Example of what I am trying to do, but the example doesn't cause the problem I am having:

library(car)
library(MASS)
mtcars$wt_c <- scale(mtcars$wt, center=TRUE, scale=FALSE)
mtcars$gear <- as.factor(mtcars$gear)
mtcars1     <- as.data.frame(mtcars)
# Part 1
rlm.mpg   <- rlm(mpg~wt_c+gear+wt_c*gear, data=mtcars1)
anova.mpg <- Anova(rlm.mpg, type="III")
# Part 2
# Make wt_c Numeric
mtcars1$wt_c <- as.numeric(mtcars1$wt_c)
rlm.mpg2     <- rlm(mpg~wt_c+gear+wt_c*gear, mtcars1)
anova.mpg2   <- Anova(rlm.mpg2, type="III")
1

There are 1 answers

3
Steve Bronder On

I'll attempt to answer both of your questions

  1. Do centered variables have to stay in matrix form when using them in a regression equation?
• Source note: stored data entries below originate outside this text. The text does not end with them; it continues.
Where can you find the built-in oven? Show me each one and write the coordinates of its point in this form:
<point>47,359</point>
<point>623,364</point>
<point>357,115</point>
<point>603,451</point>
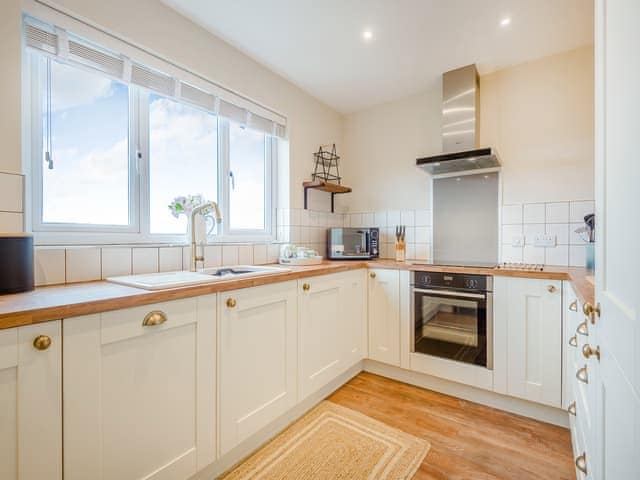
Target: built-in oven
<point>453,316</point>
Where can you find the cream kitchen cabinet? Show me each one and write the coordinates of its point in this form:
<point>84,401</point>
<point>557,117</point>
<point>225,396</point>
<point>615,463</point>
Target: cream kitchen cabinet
<point>528,339</point>
<point>331,319</point>
<point>257,358</point>
<point>139,391</point>
<point>384,315</point>
<point>31,402</point>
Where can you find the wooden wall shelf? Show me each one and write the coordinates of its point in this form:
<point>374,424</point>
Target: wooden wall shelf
<point>332,188</point>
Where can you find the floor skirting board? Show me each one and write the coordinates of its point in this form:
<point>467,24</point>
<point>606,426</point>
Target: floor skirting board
<point>251,444</point>
<point>536,411</point>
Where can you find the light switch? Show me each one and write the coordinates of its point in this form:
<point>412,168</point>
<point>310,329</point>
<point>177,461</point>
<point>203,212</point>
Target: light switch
<point>544,240</point>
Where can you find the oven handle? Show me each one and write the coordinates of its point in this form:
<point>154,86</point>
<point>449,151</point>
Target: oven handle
<point>450,293</point>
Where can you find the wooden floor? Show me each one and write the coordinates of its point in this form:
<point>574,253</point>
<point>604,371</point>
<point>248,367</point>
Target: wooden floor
<point>468,440</point>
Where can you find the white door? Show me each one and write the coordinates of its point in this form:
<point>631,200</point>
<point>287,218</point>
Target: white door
<point>384,315</point>
<point>322,344</point>
<point>528,339</point>
<point>354,328</point>
<point>258,338</point>
<point>31,402</point>
<point>617,236</point>
<point>139,391</point>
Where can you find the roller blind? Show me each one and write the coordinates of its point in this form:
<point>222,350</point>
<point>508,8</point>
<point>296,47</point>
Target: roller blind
<point>66,47</point>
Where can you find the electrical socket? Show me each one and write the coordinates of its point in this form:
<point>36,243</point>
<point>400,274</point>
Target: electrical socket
<point>544,240</point>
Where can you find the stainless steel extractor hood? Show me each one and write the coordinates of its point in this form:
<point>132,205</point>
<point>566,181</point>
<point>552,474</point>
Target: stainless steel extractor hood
<point>460,126</point>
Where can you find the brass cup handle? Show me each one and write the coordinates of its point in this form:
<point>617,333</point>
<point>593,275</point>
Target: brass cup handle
<point>581,463</point>
<point>42,342</point>
<point>583,329</point>
<point>582,375</point>
<point>588,350</point>
<point>156,317</point>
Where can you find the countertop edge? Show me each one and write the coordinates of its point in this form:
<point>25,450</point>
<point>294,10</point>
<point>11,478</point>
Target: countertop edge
<point>71,300</point>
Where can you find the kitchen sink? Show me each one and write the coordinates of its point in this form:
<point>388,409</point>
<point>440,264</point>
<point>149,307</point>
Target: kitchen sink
<point>159,281</point>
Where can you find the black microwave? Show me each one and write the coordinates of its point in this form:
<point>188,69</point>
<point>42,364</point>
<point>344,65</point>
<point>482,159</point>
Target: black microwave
<point>353,243</point>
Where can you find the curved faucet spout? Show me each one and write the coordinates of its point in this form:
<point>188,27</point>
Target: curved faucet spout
<point>195,258</point>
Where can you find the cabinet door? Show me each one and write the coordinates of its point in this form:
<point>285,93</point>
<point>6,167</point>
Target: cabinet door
<point>31,403</point>
<point>257,359</point>
<point>139,401</point>
<point>321,321</point>
<point>384,315</point>
<point>530,312</point>
<point>353,328</point>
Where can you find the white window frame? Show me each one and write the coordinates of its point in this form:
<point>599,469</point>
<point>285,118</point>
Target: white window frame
<point>138,231</point>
I'm not sure what you mean by this, but you can strip the center and scale attributes you get back from scale() if that is what you are referring to. You can see in the example below you get the same answer whether it is in 'matrix form' or not.

  1. What's the difference between these two:

scale(A, center=TRUE, scale=FALSE)  

Which will embed a matrix within your data.frame

AND

 scale(df$A, center=TRUE, scale=FALSE)
 df$A = as.numeric(df$A)

From the help file for scale() we see that it returns,

"For scale.default, the centered, scaled matrix."

You are getting back a matrix with attributes for scaled and center. as.numeric(AA) strips off those attributes which is the difference between your first and second method. c(AA) does the same thing. I would guess as.numeric() either calls c() (through as.double()) or uses the same method it does.

 set.seed(1234)

 test <- data.frame(matrix(runif(10*5),10,5))

 head(test)
         X1        X2         X3        X4        X5
1 0.1137034 0.6935913 0.31661245 0.4560915 0.5533336
2 0.6222994 0.5449748 0.30269337 0.2651867 0.6464061
3 0.6092747 0.2827336 0.15904600 0.3046722 0.3118243
4 0.6233794 0.9234335 0.03999592 0.5073069 0.6218192
5 0.8609154 0.2923158 0.21879954 0.1810962 0.3297702
6 0.6403106 0.8372956 0.81059855 0.7596706 0.5019975

 # center and scale
 testVar <- scale(test[,1])

 testVar
             [,1]
 [1,] -1.36612292
 [2,]  0.48410899
 [3,]  0.43672627
 [4,]  0.48803808
 [5,]  1.35217501
 [6,]  0.54963231
 [7,] -1.74522210
 [8,] -0.93376661
 [9,]  0.64339300
[10,]  0.09103797
attr(,"scaled:center")
[1] 0.4892264
attr(,"scaled:scale")
[1] 0.2748823

 # put testvar back with its friends
 bindVar <- cbind(testVar,test[,2:5])

 # run a regression with 'matrix form' y var
 testLm1 <- lm(testVar~.,data=bindVar)

 # strip non-name attributes
 testVar <- as.numeric(testVar)

 # rebind and regress
 bindVar <- cbind(testVar,test[,2:5])

 testLm2 <- lm(testVar~.,data=bindVar)

 # check for equality
 all.equal(testLm1, testLm2)
[1] TRUE

lm() seems to return the same thing so it appears they both are the same.